Fair-Mieten


Jahr

2023

Stichworte

Crossmedia, CD, Grafikdesign

Projekt für

Uniprojekt

Projekt für

Uniprojekt

Kontext

Das Crossmedia-Projekt „Fair Mieten“ beschäftigt sich mit der schwierigen Wohnungssituation für Studierende. Besonders in Universitätsstädten wird es für viele immer schwieriger, bezahlbaren und passenden Wohnraum zu finden. Gleichzeitig existieren auf Vermieterseite häufig Vorurteile gegenüber Studierenden als potenzielle Mieter.

Im Rahmen eines Unikurses entstand daher die Idee einer Crossmedia-Kampagne, die auf diese Problematik aufmerksam macht und neue Wege der Kommunikation zwischen Wohnungssuchenden und Vermietern eröffnet.

Ziel

Ziel des Projekts war es, Aufmerksamkeit für die Wohnsituation von Studierenden zu schaffen und gleichzeitig eine Plattform für Austausch zu fördern.

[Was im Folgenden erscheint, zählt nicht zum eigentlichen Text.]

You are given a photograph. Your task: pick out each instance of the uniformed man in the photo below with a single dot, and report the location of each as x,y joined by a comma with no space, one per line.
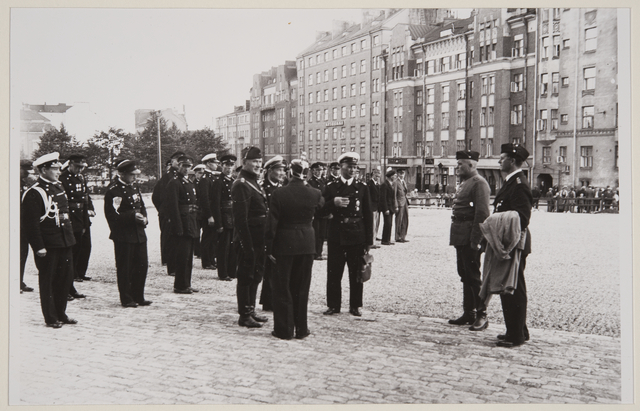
319,220
350,233
81,208
127,217
249,221
206,199
27,179
45,212
167,250
470,209
223,219
181,206
274,176
515,194
290,246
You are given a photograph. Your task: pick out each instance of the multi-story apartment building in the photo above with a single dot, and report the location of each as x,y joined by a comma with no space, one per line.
235,129
274,98
340,86
577,105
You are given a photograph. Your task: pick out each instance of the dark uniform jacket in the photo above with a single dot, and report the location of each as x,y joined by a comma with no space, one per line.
269,187
470,208
55,230
515,194
221,206
249,206
353,224
387,199
181,207
121,202
80,203
374,193
291,211
206,194
160,190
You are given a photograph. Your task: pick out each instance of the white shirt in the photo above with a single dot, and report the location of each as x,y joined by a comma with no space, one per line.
512,174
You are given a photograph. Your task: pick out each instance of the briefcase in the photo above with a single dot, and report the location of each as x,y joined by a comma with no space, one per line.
365,271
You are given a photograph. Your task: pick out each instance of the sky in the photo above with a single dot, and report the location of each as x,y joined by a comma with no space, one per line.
121,60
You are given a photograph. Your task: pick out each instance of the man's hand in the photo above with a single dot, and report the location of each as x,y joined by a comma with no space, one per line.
341,201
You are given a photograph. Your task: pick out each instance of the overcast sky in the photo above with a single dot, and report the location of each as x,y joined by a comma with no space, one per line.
120,60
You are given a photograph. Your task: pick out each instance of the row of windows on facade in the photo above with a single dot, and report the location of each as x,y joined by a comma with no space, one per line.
586,156
323,76
336,53
352,91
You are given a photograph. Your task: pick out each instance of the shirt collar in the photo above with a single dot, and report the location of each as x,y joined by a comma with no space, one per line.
347,182
507,178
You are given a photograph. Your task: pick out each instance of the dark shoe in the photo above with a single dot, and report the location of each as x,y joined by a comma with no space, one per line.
277,336
480,324
69,321
355,311
467,318
247,321
302,335
258,318
130,305
509,344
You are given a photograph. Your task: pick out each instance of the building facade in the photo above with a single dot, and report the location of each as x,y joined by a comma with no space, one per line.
235,129
274,97
340,86
577,89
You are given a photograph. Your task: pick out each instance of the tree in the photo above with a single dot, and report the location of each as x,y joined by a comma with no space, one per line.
57,140
103,148
199,143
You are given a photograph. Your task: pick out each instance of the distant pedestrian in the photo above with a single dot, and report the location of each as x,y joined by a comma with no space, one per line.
47,225
249,221
291,248
127,217
350,234
470,209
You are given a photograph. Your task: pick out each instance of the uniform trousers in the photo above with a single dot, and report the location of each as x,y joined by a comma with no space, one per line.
167,247
183,261
208,245
290,284
81,252
131,267
468,261
250,269
226,264
402,222
514,308
55,275
386,227
319,228
338,255
24,253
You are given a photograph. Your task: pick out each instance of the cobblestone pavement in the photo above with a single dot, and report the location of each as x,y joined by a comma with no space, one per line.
188,349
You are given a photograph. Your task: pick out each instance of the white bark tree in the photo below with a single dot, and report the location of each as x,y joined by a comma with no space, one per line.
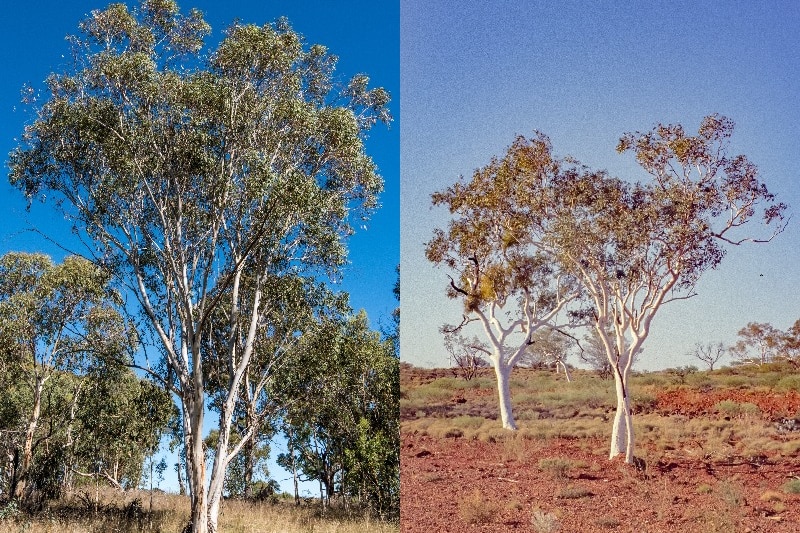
709,353
637,247
185,171
54,318
508,283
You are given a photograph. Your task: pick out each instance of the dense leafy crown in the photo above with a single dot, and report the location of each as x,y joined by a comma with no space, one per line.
253,153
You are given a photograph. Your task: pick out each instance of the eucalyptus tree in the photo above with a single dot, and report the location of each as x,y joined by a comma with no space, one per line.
344,431
636,247
709,353
53,319
548,347
185,169
758,343
295,304
502,272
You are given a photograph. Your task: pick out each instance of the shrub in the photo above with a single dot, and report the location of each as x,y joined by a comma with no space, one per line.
574,493
474,509
704,488
607,522
468,422
558,467
787,383
544,522
792,486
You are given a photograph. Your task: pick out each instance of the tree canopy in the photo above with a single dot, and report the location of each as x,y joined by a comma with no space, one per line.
185,170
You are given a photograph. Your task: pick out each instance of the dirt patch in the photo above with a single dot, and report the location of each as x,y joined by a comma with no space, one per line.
457,485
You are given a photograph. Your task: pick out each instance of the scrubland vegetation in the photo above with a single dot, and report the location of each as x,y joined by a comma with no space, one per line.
717,450
131,512
719,415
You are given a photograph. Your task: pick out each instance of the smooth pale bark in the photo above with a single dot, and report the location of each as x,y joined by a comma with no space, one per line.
196,461
622,430
503,373
563,365
27,450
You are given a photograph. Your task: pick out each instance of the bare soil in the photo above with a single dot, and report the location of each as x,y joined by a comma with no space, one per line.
457,485
493,482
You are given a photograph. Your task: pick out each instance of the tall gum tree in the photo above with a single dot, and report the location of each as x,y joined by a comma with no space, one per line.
184,170
54,318
637,246
504,276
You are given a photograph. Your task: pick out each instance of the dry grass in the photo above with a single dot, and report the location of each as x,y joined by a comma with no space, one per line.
475,509
130,513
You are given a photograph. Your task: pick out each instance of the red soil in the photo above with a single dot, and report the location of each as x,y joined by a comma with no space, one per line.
441,476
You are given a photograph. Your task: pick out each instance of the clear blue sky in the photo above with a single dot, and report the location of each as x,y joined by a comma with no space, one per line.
365,36
475,74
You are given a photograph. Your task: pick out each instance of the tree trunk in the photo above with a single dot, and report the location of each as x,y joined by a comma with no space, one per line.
622,441
196,462
70,442
181,486
27,449
503,372
294,470
566,370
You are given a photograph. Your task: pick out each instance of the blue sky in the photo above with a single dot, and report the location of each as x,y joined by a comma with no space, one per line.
365,36
476,74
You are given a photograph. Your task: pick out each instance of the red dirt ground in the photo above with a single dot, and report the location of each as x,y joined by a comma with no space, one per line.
441,476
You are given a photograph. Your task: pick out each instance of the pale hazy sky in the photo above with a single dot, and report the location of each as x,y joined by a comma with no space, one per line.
476,74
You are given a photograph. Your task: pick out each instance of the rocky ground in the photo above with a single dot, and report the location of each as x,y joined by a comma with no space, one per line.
457,485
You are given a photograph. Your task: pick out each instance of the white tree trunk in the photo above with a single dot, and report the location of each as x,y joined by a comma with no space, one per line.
566,370
622,431
196,461
218,469
503,372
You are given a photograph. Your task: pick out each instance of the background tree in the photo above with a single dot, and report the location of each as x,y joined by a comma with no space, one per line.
344,430
53,320
185,169
791,344
593,353
709,353
467,356
638,246
759,343
508,283
548,348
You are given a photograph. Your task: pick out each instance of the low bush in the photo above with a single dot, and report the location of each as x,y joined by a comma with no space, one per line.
475,509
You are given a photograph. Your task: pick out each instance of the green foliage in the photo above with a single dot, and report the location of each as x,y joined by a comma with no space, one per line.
344,431
200,177
792,486
62,340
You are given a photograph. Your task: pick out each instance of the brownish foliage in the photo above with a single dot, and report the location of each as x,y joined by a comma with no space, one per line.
695,402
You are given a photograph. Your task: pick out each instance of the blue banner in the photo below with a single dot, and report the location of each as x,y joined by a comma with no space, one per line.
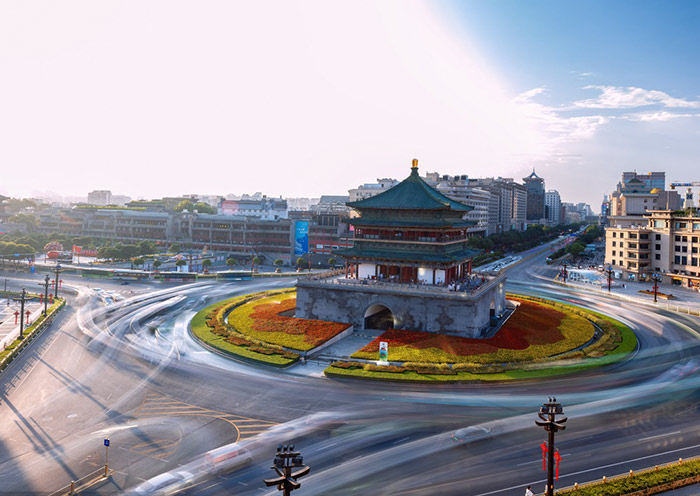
301,237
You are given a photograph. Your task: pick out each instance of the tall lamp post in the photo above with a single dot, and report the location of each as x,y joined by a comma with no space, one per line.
656,278
57,270
46,293
285,460
21,300
548,419
609,271
564,272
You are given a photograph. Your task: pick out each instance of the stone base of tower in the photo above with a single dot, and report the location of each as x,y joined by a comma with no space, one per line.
372,304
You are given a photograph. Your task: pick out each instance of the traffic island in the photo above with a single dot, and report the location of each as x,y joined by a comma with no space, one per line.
260,328
542,338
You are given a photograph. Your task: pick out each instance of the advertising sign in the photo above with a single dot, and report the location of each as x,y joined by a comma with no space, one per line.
301,237
383,351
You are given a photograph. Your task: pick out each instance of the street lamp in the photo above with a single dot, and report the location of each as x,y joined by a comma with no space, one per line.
565,273
548,419
57,269
22,299
46,293
610,272
285,460
656,278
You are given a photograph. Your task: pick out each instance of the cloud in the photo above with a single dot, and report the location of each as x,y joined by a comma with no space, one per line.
618,97
661,116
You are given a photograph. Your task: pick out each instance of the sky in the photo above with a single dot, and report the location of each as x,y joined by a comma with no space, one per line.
303,98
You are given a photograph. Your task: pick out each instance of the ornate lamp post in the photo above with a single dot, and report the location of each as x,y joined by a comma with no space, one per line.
58,271
285,460
564,272
656,278
610,272
548,419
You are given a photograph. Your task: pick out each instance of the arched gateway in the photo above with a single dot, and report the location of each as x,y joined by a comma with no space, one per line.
379,317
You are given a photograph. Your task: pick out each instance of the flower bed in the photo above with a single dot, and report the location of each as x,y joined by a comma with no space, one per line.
261,319
535,331
209,327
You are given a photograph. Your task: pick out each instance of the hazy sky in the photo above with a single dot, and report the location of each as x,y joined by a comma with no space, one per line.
307,98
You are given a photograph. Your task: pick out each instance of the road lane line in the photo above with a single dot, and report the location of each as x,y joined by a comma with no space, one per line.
659,435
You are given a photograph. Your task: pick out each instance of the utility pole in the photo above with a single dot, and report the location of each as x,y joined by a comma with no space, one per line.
58,271
285,460
547,414
21,300
656,278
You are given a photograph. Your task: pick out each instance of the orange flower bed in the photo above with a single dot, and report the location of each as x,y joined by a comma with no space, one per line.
531,324
267,319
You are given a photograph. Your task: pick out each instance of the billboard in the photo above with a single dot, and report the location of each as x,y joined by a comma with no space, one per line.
301,237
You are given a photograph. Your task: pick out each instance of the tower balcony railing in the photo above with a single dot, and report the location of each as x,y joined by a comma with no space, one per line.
469,287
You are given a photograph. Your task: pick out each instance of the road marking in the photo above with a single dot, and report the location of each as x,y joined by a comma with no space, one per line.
659,435
155,404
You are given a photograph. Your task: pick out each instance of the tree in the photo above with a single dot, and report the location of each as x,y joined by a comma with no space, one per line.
576,248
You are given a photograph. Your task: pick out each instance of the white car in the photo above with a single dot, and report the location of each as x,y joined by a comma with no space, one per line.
165,484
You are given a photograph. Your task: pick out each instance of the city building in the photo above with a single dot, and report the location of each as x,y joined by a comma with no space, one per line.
409,268
535,198
666,242
264,208
370,189
552,201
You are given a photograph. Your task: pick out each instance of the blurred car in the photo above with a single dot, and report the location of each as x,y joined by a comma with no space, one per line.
226,459
165,484
471,434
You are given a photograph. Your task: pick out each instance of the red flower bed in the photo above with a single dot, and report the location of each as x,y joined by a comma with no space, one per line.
266,318
531,324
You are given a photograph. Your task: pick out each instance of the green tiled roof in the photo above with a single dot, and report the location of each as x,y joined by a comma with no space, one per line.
361,221
457,256
411,194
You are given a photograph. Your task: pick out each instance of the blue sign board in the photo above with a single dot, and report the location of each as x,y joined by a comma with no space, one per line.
301,237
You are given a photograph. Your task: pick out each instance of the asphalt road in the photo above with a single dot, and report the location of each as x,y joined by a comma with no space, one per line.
130,372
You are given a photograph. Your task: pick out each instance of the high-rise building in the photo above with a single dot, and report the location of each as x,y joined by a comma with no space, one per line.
535,197
552,201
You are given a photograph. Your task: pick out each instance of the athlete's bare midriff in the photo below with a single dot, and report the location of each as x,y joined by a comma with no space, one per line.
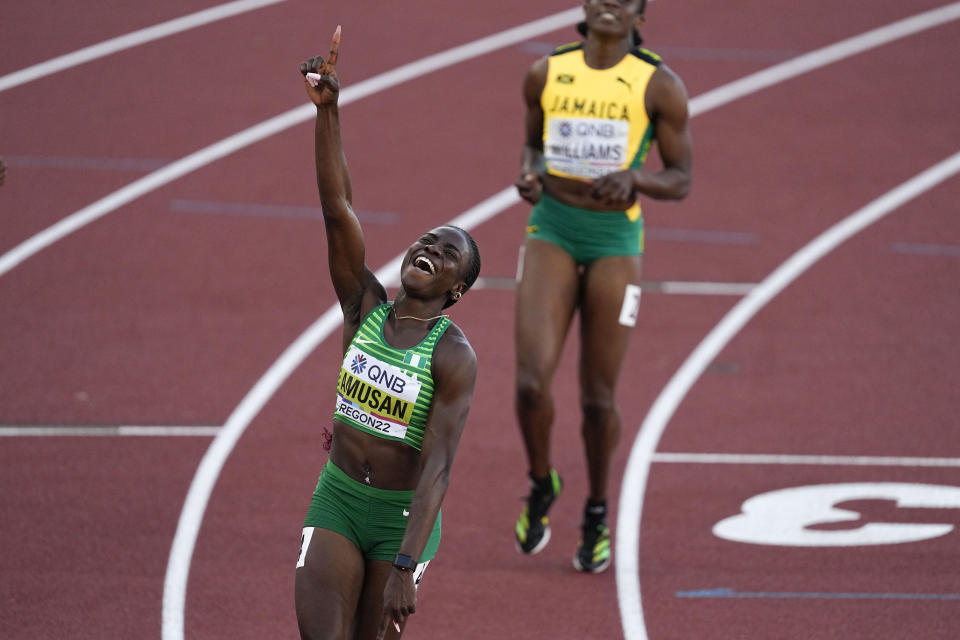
578,193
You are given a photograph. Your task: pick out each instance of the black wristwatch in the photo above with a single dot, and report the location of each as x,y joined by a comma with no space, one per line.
404,562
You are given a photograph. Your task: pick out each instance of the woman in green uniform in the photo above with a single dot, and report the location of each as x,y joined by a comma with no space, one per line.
593,110
403,393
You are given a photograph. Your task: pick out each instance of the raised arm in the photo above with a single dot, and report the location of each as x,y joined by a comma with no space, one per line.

Die Kampagne soll eine Community aufbauen, in der Studierende und Vermieter miteinander ins Gespräch kommen können.

Durch mehr Sichtbarkeit für Wohnungssuchende und offene Kommunikation sollen Vorurteile reduziert und neue Perspektiven auf das Thema studentisches Wohnen geschaffen werden.

Challenge

Eine zentrale Herausforderung bestand darin, ein gesellschaftliches Problem verständlich und zugänglich zu kommunizieren. Dabei mussten sowohl Studierende als auch Vermieter angesprochen werden, ohne eine der beiden Seiten negativ darzustellen.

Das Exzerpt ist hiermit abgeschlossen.